The Fund’s chief economist said the Bank of England should be wary of lowering interest rates before it has quelled the latest outbreak of inflation, adding that the central bank is likely to hold off further reductions in its key rate until 2026.
In its World Economic Outlook, the Fund predicted UK consumer prices would rise an annual 3.4 per cent this year and 2.5 per cent next, faster than other G7 countries including the US, where prices have been pushed up by President Donald Trump’s tariffs. The BoE has forecast that inflation will peak at 4 per cent later this year.
The BoE kept its key interest rate on hold at 4 per cent last month as its Monetary Policy Committee gauges how to respond to inflation that stood at 3.8 per cent in August — far above the Bank’s official 2 per cent target.
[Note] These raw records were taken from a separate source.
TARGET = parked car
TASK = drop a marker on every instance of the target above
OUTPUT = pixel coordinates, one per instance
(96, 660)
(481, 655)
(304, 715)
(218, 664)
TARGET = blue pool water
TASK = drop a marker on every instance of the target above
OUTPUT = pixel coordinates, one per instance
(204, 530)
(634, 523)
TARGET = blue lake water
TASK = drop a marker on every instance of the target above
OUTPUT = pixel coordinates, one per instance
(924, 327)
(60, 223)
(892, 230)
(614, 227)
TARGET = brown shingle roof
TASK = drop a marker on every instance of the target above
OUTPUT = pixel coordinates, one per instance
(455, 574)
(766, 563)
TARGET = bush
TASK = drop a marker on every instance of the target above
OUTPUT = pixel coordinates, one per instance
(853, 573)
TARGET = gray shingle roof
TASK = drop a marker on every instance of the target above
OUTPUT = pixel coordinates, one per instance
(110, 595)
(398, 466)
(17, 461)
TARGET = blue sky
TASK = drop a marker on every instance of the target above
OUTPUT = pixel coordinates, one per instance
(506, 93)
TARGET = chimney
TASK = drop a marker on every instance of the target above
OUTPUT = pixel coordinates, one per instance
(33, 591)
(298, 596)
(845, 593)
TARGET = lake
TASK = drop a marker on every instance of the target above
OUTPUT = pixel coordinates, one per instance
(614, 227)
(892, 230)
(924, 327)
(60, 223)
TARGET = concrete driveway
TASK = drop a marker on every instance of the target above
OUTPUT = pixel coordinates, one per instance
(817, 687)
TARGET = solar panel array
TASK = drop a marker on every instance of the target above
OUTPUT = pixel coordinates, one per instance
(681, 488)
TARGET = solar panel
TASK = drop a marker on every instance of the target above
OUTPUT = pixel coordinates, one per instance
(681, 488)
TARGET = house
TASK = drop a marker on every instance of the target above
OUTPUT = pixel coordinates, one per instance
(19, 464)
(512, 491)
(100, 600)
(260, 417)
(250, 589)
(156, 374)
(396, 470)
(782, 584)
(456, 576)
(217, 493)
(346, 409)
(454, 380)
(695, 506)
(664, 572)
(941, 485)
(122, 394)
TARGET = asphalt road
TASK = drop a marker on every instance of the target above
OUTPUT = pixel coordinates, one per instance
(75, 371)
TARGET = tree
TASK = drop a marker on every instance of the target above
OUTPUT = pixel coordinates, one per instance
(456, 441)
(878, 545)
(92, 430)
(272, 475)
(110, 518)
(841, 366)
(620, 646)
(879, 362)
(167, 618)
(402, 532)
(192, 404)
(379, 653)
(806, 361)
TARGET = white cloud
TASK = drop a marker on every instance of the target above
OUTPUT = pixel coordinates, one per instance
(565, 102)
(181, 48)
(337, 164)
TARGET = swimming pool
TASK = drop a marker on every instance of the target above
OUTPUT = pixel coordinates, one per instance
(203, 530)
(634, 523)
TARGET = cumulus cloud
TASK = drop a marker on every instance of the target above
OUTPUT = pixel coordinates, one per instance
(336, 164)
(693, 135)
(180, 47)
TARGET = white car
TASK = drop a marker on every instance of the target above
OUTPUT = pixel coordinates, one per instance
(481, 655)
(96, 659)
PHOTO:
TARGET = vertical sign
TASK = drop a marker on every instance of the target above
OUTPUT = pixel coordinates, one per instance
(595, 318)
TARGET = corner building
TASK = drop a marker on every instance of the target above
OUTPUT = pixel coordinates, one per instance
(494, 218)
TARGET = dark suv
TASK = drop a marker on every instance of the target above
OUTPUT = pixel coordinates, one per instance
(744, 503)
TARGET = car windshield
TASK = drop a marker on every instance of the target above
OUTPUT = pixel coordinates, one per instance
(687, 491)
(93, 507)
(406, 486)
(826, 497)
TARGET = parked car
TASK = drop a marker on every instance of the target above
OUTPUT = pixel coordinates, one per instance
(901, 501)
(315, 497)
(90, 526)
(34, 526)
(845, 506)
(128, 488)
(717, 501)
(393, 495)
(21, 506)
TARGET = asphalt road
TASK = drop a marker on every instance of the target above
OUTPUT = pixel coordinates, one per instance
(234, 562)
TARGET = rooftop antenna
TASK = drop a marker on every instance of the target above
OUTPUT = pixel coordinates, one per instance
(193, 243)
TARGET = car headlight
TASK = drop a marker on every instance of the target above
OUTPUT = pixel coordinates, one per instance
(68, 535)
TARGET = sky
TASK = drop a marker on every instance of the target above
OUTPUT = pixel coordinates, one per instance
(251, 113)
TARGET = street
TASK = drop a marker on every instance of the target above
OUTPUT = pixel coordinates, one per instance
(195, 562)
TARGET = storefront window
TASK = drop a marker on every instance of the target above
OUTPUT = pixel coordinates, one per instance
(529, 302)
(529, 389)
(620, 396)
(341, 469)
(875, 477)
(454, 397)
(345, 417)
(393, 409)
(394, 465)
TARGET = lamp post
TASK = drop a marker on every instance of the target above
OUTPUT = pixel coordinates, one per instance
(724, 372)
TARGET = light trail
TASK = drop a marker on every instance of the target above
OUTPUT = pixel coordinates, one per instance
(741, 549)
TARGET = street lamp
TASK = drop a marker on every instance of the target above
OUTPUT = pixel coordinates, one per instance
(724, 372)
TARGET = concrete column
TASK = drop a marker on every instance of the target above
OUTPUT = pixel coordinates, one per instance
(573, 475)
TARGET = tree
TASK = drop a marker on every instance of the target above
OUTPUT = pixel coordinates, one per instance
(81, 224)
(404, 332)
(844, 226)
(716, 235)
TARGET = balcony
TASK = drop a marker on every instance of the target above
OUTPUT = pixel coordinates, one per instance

“One has to be very careful,” said Pierre-Olivier Gourinchas, IMF chief economist. It is important to ensure that “this increase in inflation, which we’ve seen in the past year, which we assess to be temporary, really turns out to be temporary”.
The Fund lifted its GDP growth outlook for the UK this year to 1.3 per cent, predicting the expansion would continue at the same pace in 2026. This implies that the UK will be the quickest-growing G7 economy in 2025 after the US. It will trail the US and Canada next year, according to the IMF.
The IMF outlook is broadly in line with economists’ expectations polled by Reuters, which forecast UK growth at 1.3 per cent this year and 1.2 per cent next year. Last month, the OECD forecast the UK economy to grow 1.4 per cent this year and 1 per cent in 2026.
The IMF’s projections assume the BoE will leave its key rate at 4 per cent for the remainder of the year, before it resumes cutting “after more progress has been made in bringing down inflation and inflation expectations”, said Gourinchas.
The Fund expects the BoE to trim the cost of borrowing four times next year, with a terminal rate of 3 per cent, he added. The IMF’s central expectation was that recent gains in UK inflation will be “mostly temporary” but there were upside risks.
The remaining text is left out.